A lot of time is given to the interaction of the various gods and immortal beings with mere mortals. This is one of the most interesting aspects of the book. These gods are hardly impartial, loving, or "above things". They all have competing stakes in the outcomes of the war, and scheme and deceive humans and one another to affect the outcomes for their favorite mortals.

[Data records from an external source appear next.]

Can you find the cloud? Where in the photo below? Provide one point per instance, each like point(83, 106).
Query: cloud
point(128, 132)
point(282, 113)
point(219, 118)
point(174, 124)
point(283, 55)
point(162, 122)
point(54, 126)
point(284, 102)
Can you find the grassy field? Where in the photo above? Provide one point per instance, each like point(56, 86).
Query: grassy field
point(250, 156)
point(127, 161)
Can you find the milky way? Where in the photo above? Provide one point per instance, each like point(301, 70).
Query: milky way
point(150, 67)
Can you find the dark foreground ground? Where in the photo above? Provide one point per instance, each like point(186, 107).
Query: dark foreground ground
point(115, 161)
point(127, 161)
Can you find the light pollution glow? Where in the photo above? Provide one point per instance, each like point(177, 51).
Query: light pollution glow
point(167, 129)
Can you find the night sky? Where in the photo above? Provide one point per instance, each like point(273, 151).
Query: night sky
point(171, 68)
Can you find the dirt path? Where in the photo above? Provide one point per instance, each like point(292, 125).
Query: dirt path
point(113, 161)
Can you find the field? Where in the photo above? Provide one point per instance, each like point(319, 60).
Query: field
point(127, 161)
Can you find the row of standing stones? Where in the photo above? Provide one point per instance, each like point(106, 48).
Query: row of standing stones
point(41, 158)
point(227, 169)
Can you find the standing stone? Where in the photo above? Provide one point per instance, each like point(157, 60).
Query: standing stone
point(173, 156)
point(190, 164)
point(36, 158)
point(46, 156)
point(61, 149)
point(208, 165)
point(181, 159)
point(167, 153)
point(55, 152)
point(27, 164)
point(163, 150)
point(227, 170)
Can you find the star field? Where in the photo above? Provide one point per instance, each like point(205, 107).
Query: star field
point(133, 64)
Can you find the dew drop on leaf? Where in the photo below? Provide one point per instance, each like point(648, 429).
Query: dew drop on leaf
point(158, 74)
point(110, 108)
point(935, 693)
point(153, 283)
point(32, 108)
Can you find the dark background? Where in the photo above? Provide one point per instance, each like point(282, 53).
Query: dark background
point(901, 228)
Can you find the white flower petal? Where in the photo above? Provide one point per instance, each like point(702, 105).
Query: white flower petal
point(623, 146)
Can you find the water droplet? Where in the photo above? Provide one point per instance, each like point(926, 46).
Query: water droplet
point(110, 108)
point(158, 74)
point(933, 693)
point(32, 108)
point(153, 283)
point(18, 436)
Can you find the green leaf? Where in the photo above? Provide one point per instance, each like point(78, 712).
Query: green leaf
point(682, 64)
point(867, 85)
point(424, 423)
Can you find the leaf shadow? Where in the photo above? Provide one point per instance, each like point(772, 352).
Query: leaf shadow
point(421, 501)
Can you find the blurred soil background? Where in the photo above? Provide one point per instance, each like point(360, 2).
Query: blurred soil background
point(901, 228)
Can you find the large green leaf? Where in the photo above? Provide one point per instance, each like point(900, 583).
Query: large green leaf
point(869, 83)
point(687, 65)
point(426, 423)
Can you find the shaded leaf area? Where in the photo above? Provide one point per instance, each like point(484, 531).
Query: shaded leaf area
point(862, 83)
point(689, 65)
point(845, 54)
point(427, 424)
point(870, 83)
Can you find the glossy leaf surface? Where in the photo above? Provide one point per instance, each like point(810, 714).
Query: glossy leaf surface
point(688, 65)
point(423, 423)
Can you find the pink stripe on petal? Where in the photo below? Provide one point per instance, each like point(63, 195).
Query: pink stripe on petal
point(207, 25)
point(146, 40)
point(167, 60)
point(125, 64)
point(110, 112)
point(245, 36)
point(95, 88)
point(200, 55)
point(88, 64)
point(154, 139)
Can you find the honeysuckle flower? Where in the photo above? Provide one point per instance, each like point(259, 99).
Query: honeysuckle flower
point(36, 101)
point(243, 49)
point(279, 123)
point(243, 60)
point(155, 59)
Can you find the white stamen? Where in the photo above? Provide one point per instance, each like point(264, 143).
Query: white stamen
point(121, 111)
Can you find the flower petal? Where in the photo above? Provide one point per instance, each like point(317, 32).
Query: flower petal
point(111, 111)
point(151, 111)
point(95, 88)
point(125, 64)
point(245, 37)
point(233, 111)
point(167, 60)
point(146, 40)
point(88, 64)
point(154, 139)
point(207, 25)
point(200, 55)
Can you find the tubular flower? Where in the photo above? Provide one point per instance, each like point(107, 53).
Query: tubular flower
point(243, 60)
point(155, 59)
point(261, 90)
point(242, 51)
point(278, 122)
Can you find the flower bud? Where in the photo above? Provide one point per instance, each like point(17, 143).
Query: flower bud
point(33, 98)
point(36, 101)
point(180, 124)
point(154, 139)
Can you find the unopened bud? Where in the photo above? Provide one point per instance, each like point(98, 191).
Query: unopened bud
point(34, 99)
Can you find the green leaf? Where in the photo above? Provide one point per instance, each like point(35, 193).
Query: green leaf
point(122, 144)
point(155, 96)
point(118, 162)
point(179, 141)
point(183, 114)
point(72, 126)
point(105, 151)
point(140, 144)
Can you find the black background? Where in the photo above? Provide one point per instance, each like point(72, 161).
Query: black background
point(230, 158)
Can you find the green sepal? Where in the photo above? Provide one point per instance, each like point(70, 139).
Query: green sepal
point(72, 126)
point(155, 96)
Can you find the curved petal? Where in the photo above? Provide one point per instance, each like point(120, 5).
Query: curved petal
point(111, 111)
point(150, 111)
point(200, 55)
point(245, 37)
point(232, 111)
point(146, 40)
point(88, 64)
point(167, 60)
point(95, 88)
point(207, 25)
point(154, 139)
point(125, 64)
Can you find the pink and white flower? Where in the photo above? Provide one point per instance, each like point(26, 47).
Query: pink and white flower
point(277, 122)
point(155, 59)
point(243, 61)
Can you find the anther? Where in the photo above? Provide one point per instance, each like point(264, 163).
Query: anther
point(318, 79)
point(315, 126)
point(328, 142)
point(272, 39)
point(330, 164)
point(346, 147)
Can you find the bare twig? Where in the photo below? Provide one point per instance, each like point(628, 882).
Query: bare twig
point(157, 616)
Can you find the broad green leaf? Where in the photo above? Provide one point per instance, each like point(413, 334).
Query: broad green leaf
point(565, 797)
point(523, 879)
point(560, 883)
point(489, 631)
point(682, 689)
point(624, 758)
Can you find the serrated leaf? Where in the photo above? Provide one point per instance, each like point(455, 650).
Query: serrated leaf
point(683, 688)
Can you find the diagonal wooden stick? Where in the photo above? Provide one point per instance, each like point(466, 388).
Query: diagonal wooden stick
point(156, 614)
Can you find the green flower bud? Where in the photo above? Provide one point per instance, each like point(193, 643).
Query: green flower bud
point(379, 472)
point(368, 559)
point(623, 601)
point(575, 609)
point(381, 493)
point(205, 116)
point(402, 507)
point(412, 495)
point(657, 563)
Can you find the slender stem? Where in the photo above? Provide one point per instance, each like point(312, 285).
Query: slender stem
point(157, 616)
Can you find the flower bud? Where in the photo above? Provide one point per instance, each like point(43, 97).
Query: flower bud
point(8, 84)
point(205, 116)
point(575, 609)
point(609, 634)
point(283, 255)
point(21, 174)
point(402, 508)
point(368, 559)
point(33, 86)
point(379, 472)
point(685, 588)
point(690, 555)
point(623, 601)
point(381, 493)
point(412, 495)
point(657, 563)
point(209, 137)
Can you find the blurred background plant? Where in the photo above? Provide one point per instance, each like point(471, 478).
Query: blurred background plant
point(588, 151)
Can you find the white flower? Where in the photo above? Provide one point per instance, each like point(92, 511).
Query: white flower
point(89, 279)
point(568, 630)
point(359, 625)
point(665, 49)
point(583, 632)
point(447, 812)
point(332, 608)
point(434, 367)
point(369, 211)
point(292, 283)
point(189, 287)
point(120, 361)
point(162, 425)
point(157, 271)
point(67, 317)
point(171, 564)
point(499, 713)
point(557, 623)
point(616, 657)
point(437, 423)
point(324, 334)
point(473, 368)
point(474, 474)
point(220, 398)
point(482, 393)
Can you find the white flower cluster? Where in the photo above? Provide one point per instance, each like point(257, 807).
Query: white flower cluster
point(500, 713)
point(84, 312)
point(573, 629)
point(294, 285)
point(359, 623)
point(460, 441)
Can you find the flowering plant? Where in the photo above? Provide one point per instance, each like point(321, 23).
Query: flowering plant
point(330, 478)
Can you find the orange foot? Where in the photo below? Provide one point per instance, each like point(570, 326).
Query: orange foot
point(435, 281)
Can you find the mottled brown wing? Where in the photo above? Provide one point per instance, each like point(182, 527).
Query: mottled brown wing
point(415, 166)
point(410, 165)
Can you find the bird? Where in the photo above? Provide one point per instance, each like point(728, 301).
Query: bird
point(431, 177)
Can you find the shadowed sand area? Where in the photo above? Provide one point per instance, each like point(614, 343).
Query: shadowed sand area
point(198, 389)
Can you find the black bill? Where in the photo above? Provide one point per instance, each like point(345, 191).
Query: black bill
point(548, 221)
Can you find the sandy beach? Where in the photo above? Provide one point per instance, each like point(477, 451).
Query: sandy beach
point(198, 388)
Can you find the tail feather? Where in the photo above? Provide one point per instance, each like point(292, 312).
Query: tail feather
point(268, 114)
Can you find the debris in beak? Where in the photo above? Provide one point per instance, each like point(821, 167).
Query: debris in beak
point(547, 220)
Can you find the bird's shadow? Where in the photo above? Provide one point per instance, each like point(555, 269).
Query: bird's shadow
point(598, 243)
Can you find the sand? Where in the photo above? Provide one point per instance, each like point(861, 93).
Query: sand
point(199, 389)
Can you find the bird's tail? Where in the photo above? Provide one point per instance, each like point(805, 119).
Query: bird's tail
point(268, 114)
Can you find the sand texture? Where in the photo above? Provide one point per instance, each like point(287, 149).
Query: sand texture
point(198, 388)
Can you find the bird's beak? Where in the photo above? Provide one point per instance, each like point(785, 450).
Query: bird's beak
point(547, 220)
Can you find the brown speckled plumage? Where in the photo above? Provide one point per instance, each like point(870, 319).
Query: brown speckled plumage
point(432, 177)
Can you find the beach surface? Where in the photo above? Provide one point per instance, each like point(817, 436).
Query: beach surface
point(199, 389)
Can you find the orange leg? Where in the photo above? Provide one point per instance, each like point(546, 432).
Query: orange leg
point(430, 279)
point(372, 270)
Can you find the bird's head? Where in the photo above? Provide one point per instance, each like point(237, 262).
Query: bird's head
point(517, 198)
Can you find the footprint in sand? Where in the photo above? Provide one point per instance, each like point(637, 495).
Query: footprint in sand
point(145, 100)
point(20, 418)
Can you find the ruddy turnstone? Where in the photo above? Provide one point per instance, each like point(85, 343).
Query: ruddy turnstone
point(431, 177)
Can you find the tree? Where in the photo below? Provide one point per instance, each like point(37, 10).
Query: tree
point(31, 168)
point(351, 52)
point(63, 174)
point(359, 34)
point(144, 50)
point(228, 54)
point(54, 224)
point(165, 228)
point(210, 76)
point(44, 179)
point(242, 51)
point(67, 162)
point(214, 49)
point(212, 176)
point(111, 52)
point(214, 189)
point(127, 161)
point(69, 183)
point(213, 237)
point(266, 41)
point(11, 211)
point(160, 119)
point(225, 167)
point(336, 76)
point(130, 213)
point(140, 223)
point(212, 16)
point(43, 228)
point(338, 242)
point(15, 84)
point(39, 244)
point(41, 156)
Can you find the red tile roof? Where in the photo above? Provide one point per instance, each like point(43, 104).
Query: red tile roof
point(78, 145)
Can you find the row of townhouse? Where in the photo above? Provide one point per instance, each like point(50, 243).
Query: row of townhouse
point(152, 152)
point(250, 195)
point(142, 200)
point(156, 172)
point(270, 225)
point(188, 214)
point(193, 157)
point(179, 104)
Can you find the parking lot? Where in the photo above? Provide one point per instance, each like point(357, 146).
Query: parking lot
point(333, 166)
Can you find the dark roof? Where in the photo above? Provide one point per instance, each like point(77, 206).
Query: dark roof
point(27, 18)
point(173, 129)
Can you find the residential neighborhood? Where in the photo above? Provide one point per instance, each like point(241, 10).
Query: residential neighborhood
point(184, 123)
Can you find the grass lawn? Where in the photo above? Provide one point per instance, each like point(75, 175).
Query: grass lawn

Not having read any other translation of the Iliad, I really can't comment on the relative merrits of Lattimore's translation compared to others. Lattimore's goal is to be as true to the original Greek sentence structure and the original meter of the verse. Since English and Ancient Greek have very different grammatical structures, this inevitably results in some convoluted sentences at times. Unlike some other translations, this one remains pretty faithful to the original Greek names, rather than the Roman ones (Zeus and Ares vs. Jupiter and Mars, etc.). This attempt to be faithful to the original is why I ultimately chose to read this translation. I really wanted to get into the spirit of the times, as much as possible.

BTW on the web you can listed to a recitation of the "Iliad" in ancient Greek by Prof. Stanley Lombardo, who also did a translation. I can't understand anything, but it sounds great, and you can really appreciate the musicality of the poem.

The BEST Iliad5
"The Iliad" is my all time favorite single piece of literature (even though I am a Shakespeare scholar), so I did not buy this copy to read "The Iliad" for the first time, but because my nearly forty-year-old and much read/much loved 1970 copy was genuinely falling apart (despite repairs with both packing and duct tape at two separate points in the past). So I bought it to read again and hopefully to last another forty years. The Lattimore translation is to me by far the best translation of the "The Iliad," readable, dramatic, accurate, and very, very beautiful. I recently also re-read the good and serviceable Rouse translation, and it's excellent--in fact for first time readers, I would probably recommend it since it's easier for new readers, especially younger ones, because of the simpler prose translation. However, I compared passage after passage and found the Lattimore to have many times the poetic POWER! "The Iliad" is after all a POEM, and Lattimore shows us the power of that gorgeous poetry even now three-thousand years later.